Search code examples
jupyter-notebookdaskamazon-sagemakerfeature-engineeringfeaturetools

Why does Featuretools slows down when I increase the number of Dask workers?


I'm using an Amazon SageMaker Notebook that has 72 cores and 144 GB RAM, and I carried out 2 tests with a sample of the whole data to check if the Dask cluster was working.

The sample has 4500 rows and 735 columns from 5 different "assets" (I mean 147 columns for each asset). The code is filtering the columns and creating a feature matrix for each filtered Dataframe.

First, I initialized the cluster as follows, I received 72 workers, and got 17 minutes of running. (I assume I created 72 workers with one core each.)

    from dask.distributed import Client, LocalCluster
    cluster = LocalCluster(processes=True,n_workers=72,threads_per_worker=72)

    def main():
      import featuretools as ft
      list_columns = list(df_concat_02.columns)

      list_df_features=[]
      from tqdm.notebook import tqdm

      for asset in tqdm(list_columns,total=len(list_columns)):
        dataframe = df_sma.filter(regex="^"+asset, axis=1).reset_index()

        es = ft.EntitySet()  
        es = es.entity_from_dataframe(entity_id = 'MARKET', dataframe =dataframe, 
                                      index = 'index', 
                                      time_index = 'Date')
        fm, features = ft.dfs(entityset=es, 
                              target_entity='MARKET',
                              trans_primitives = ['divide_numeric'],
                              agg_primitives = [],
                              max_depth=1,
                              verbose=True,
                              dask_kwargs={'cluster': client.scheduler.address}

                              )
        list_df_features.append(fm)
      return list_df_features

    if __name__ == "__main__":
        list_df = main()

Second, I initialized the cluster as follows, I received 9 workers, and got 3,5 minutes of running. (I assume I created 9 workers with 8 cores each.)

from dask.distributed import Client, LocalCluster
cluster = LocalCluster(processes=True)

def main():
  import featuretools as ft
  list_columns = list(df_concat_02.columns)

  list_df_features=[]
  from tqdm.notebook import tqdm

  for asset in tqdm(list_columns,total=len(list_columns)):
    dataframe = df_sma.filter(regex="^"+asset, axis=1).reset_index()

    es = ft.EntitySet()  
    es = es.entity_from_dataframe(entity_id = 'MARKET', dataframe =dataframe, 
                                  index = 'index', 
                                  time_index = 'Date')
    fm, features = ft.dfs(entityset=es, 
                          target_entity='MARKET',
                          trans_primitives = ['divide_numeric'],
                          agg_primitives = [],
                          max_depth=1,
                          verbose=True,
                          dask_kwargs={'cluster': client.scheduler.address}

                          )
    list_df_features.append(fm)
  return list_df_features

if __name__ == "__main__":
    list_df = main()

For me, it's mind-blowing because I thought that 72 workers could carry the work out faster! Once I'm not a specialist neither in Dask nor in FeatureTools I guess that I'm setting something wrong.
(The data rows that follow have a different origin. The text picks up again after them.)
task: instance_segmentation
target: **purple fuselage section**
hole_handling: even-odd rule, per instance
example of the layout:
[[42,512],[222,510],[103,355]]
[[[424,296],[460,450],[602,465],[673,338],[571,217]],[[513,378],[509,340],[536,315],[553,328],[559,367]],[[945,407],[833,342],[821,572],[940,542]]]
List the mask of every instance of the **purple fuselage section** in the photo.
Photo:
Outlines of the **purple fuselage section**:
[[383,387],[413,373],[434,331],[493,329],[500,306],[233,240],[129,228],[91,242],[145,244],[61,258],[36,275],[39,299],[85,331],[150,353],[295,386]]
I would appreciate any kind of help and advice!

Thank you!


Solution

  • You are correctly setting dask_kwargs in DFS. I think the slow down happens as a result of additional overhead and less cores in each worker. The more workers there are, the more overhead exists from transmitting data. Additionally, 8 cores from 1 worker can be leveraged to make computations run faster than 1 core from 8 workers.